Mencius needs to learn how to write shorter blog posts. If I wanted to read a book, I'd be doing that instead - and not be on the computer. As it is, I can get through maybe three or four paragraphs before I realize that what I'm reading isn't any where near as wise or witty as it would need to be for me to read a post that long.

Agreed. I skim most of

Agreed. I skim most of them. His newest one was about half as long as normal, but could still have been broken up into 2 smaller entries along with a bit of heavy editing. On the internet small, easily digestible posts are much appreciated.

Technology, not necessarily politics

Considering the level of prosperity that Western civilization is achieving now relative to other periods, our governments look pretty good, if imperfect.

We are technologically advanced relative to other periods. Our prosperity is largely a result of our technology. It's probably true that the average German under the Nazis enjoyed a higher standard of living than most populations in most periods, but that's not because Nazi government was more enlightened. It's because, despite the Nazis (certainly not because of them), Germans lived in an age in which electricity had been discovered, in which Pasteur had made his discoveries and developed his processes, and so on.

Weird....

...I thought I already posted my response. It must have been waiting for me to confirm when my power flashed. Fun stuff. In any case:

In my twisted mind "level of prosperity" really means "rate of growth." Oops. Your point is still well taken, time is a relevant variable due to technological growth. It is worth mentioning that technology continues to grow at a rapid pace, which seems to be evidence current Western governments are doing just as good of a job of not botching things as other governments in history. I could be wrong, however. If technological growth is exponential, cetarus paribus, I would be underestimating the institutional drag on technological and therefore economic growth.

Even if I am wrong, I think my larger point still stands: some of the best governments in history come from the 20th century. Very few governments in history have been able maintain economic growth, let alone begin it. These governments deserve credit at least for that. Whatever their faults, they pale in comparison to regimes like Stalin's Russia and Mao's China. Some day if we have some sort of formalist/libertarian utopia we might look back at the 20th century and say that it was the age of disastrous governments, but as it stands now, the 20th century looks like a mixed bag.

Whoa...slipping into the

Whoa...slipping into the nirvana fallacy there. Our governments are disastrously bad relative to what? Perfection? Sure, but who cares

No, awful relative to almost every single government that preceded the 20th century. It's hard to top the Communist or the Nazis.
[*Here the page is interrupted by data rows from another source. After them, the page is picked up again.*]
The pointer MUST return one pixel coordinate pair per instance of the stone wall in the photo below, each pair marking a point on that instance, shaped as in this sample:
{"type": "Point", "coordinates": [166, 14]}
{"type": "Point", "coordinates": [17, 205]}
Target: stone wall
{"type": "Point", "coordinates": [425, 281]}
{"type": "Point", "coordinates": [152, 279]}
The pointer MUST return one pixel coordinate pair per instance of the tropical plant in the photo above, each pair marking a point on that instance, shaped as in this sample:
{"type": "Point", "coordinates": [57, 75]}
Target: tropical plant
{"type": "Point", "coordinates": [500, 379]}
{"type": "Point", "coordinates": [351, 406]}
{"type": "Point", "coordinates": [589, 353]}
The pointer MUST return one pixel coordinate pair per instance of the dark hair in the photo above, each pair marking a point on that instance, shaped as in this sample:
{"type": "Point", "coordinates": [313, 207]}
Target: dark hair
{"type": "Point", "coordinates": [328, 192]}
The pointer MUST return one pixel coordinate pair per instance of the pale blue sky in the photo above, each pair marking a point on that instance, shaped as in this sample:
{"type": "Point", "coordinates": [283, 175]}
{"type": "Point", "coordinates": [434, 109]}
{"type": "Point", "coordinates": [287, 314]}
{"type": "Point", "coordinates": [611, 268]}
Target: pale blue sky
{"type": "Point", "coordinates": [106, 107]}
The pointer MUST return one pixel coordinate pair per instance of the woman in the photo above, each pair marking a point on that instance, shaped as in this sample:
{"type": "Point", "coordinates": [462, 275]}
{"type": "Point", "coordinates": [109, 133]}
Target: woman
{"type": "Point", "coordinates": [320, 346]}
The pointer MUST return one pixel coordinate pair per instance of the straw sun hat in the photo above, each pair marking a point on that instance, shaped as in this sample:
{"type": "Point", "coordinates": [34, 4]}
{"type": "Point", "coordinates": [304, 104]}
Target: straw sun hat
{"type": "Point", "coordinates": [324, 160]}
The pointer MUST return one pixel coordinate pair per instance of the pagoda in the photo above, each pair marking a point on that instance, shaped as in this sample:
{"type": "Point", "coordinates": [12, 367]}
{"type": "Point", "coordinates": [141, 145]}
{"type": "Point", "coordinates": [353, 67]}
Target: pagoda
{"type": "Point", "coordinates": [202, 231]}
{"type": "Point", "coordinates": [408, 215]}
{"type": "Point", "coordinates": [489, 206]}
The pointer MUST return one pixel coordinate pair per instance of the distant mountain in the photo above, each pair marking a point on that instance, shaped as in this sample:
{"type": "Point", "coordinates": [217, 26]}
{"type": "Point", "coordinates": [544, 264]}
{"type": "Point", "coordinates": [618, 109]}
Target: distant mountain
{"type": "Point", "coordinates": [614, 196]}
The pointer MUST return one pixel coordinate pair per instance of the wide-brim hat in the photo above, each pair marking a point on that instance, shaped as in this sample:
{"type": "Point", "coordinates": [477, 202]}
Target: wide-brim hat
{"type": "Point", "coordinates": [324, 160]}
the level of prosperity that Western civilization is achieving now relative to other periods, our governments look pretty good, if imperfect.

In my twisted mind "level of prosperity" really means "rate of growth."

Still, the rate of growth itself depends on technology. Our extraordinary growth during the 20th century was made despite of governments.

The rate of killing depends of technology

No, awful relative to almost every single government that preceded the 20th century. It's hard to top the Communist or the Nazis.

While we are holding technology constant, how much of that was bad government and how much was technology enabling bad government?

Technology can make really bad government possible

While we are holding technology constant, how much of that was bad government and how much was technology enabling bad government?

These are not mutually exclusive. In fact I would say that technology had a lot to do with the rise of the Nazis and the Communists. People have been making the connection between technology and nightmarish government for a long time. George Orwell's Big Brother state was an update of Jeremy Bentham's Panopticon by the use of video cameras.

They are not mutually

They are not mutually exclusive, but they do run in opposing directions, which is why the sort of argument you guys are having here is tricky. Technology both increases economic growth and the standard of living, which makes living under bad governments not quite as bad, but technology also empowers governments, making bad governments worse.

My point exactly...

...but if we keep this debate up without presenting any evidence, it may not be worth having. I very well could be wrong, be the larger point is that Mencius' conclusion is nonobvious if we take the world as a whole and hold technology constant.

edit: grammar

What debate?

I'm not debating. I think we're just exploring the relevant factors.

Not only 'relative to what',

Not only 'relative to what', but 'relative to who' too. Think about the situation of slaves descendants, indigenous people and even women in general compared to their ancestors.